While these are only the most recent examples, at least 18 other boundary disputes – that are always centred on a resource whose location is undecided – are raging across the country.

Devolution expert Mutakha Kangu argues that we got it wrong from as early as the creation of the boundaries themselves.

In creating the current 47 counties, he argues, the Committee of Experts copied and pasted the boundaries as set out in the Districts and Provinces Act of 1992 under the independence Constitution that stood repealed after the 2010 document was promulgated.

“In creating these boundaries, we gave no other reason other than the districts as had been set out in the Act of 1992, but unlike in that repealed law, we failed to state, to the specific longitude, the boundaries of these regions,” Dr Kangu argues.

LEVY
Given that some districts had developed attachments to some resources, the advent of devolution, and the semi-autonomy that comes with it, Dr Kangu opines, has just made matters worse.

In Kericho, apart from the fight to remove the Sh32 levy imposed by Mombasa, a border war with Kisumu in Sondu has been there for years, and which ropes in Nandi County on the Chemelil border.

On the other side of the Kitui border, conflicts between herders of Somali origin from Tana River County and the residents led to the death of 30 people in 2017 alone – showing just how fatal the conflicts can become.

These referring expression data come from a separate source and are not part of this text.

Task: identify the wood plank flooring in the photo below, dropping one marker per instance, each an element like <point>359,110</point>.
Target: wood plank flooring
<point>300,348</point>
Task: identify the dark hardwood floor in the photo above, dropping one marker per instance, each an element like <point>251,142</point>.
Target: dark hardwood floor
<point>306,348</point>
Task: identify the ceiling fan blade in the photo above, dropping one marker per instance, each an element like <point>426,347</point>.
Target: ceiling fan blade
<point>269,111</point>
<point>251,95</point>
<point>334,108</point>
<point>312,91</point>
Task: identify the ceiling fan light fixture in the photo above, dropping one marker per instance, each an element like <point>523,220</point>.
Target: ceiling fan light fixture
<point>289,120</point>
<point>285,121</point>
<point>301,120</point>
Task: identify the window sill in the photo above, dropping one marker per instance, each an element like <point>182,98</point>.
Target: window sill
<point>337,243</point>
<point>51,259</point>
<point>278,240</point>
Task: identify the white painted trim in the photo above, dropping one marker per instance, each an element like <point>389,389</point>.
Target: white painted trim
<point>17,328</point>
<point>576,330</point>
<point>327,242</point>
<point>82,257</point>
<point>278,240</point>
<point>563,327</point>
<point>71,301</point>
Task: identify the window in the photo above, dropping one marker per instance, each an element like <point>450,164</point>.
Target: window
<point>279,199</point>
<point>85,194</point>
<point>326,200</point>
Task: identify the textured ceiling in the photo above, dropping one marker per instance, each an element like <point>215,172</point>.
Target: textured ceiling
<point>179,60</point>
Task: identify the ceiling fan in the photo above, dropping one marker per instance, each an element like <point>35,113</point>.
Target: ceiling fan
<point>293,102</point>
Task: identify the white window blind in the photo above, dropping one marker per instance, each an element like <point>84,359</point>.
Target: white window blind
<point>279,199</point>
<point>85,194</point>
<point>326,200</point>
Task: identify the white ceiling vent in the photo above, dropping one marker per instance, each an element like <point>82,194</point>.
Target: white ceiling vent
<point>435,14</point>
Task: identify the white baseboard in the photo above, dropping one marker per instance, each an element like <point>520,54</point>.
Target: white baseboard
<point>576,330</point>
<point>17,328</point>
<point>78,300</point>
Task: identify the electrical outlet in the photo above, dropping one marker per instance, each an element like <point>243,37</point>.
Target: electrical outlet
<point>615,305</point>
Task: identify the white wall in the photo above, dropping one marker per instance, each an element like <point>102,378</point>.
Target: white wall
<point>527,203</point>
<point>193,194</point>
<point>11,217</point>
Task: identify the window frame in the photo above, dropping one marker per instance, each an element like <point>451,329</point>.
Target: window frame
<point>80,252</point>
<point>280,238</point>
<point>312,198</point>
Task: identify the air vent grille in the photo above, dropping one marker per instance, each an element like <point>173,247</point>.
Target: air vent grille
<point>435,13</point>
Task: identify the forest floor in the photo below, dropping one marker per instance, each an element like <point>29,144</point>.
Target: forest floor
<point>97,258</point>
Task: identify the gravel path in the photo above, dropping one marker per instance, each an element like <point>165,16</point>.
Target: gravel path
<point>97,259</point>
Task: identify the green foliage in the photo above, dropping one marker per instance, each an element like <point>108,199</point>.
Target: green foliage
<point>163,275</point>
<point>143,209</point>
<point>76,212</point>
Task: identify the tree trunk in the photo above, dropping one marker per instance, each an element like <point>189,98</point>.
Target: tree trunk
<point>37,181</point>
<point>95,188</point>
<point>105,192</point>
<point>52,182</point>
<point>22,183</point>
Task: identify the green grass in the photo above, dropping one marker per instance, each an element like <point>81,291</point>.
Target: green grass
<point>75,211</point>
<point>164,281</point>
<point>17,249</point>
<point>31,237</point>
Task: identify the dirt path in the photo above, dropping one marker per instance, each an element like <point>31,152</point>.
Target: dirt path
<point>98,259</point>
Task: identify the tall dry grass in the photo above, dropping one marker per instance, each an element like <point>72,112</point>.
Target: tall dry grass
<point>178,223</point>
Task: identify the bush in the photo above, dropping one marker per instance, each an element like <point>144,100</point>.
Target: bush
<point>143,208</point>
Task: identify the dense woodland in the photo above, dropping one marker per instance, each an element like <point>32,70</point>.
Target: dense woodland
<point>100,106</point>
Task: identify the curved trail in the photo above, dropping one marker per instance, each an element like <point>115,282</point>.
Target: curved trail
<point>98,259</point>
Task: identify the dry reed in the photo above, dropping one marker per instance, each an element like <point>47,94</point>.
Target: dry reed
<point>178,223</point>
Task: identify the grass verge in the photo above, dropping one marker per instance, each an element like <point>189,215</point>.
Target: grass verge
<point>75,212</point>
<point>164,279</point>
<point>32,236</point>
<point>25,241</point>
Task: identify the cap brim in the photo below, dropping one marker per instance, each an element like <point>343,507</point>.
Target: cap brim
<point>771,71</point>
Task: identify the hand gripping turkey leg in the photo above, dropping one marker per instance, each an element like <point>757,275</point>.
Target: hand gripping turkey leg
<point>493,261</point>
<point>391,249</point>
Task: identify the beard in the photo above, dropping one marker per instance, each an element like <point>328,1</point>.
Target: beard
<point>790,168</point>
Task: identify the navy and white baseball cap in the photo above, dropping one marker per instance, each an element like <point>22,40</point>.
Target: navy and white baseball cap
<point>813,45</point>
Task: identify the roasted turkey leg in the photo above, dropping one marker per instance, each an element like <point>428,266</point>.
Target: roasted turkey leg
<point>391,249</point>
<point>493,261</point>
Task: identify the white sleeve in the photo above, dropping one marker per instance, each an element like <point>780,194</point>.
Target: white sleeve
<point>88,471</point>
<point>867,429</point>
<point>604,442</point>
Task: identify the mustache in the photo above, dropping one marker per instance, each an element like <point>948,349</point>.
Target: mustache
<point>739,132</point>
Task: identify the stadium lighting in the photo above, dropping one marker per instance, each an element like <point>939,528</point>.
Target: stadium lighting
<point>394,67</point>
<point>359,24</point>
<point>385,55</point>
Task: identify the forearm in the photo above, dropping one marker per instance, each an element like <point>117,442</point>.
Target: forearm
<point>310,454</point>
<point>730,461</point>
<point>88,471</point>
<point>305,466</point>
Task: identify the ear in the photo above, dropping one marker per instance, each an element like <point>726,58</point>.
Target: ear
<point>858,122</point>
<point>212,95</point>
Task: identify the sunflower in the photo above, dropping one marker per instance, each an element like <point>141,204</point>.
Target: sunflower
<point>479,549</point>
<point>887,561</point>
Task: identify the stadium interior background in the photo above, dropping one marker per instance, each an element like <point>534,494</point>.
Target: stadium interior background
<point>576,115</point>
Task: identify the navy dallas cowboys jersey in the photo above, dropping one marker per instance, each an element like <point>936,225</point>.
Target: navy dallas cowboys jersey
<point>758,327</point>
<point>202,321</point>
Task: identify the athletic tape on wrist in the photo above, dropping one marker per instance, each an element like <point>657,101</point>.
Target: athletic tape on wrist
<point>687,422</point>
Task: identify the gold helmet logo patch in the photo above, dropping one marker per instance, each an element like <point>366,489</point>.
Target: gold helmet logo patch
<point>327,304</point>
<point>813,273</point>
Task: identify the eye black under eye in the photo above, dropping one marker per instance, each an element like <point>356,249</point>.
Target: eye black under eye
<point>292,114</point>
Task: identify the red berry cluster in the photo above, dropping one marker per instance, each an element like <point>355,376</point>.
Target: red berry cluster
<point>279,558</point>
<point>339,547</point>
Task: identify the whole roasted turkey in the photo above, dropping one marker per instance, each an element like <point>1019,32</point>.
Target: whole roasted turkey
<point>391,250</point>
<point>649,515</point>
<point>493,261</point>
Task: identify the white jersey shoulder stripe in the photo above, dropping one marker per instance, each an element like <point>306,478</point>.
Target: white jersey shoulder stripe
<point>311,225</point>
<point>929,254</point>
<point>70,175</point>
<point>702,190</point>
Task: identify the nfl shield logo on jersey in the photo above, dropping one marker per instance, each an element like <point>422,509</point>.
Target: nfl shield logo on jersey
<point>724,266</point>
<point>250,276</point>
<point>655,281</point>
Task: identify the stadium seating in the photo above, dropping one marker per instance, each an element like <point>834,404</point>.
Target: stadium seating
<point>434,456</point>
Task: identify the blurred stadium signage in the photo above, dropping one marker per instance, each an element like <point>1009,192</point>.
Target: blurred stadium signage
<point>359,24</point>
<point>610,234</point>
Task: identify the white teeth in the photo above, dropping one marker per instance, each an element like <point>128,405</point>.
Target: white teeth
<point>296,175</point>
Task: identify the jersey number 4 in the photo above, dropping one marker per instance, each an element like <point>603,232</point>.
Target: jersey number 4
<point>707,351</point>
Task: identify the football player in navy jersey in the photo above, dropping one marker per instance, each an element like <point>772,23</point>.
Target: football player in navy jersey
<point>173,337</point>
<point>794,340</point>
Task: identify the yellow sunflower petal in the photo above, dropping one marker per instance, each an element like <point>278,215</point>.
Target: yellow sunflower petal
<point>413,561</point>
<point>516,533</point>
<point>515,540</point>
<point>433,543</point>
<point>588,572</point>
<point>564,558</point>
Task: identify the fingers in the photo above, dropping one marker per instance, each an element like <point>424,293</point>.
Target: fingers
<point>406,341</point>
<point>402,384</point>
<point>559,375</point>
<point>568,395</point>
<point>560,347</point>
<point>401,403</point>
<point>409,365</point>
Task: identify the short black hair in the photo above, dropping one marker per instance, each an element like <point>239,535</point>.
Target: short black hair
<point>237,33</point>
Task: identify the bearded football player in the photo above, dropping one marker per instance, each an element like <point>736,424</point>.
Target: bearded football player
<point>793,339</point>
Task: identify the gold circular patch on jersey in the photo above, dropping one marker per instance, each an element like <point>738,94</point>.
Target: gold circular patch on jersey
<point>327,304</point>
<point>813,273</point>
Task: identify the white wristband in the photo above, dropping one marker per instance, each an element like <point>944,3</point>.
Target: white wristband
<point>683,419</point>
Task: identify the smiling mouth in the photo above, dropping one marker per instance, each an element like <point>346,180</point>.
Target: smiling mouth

At the heart of the conflict are the Nziu and Aithi community ranches, which cover 40 square kilometres, and by virtue of being dormant, have attracted a host of pastoralists seeking to graze their cattle.

BOUNDARY REVIEW
With a planned boundary review by the Independent Electoral and Boundaries Commission starting this year, and ending in 2021, the battle for the shifting of these boundaries for the benefit or loss of resources to various counties will be closely watched by many.

In Kwale, Governor Salim Mvurya, Senator Issa Boy and Kinango MP Benjamin Tayari early this month issued a scathing statement against Taita-Taveta and its Governor Granton Samboja over Mackinnon town.

It is a lucrative township claimed by both counties.

These cases, Mr Wamwangi said, will continue.

“While tribe has been the dividing factor for long, now we see people of the same tribe but different counties going against each other,” Mr Wamwangi said.

KONZA CITY
The multibillion shilling Konza techno city is under intense push-and-pull pitting Makueni, Kajiado and Machakos counties, each claiming ownership and rights to collect taxes.

The three counties are also at war over sharing of water resources from Oloitokitok in Kajiado after Governor Joseph ole Lenku said that his constituents will no longer suffer lack of water, arguing that the water should only be pumped to Machakos and Makueni when Kajiado has had enough.

“Most of these conflicts, you will notice, are about sharing of resources. Others are a battle to have the boundaries changed as part of the same fight for resources.

"If not addressed, there is a huge risk that this could create chaos,” Senior Counsel Nzamba Kitonga, who chaired the Committee of Experts that drafted the 2010 Constitution, said.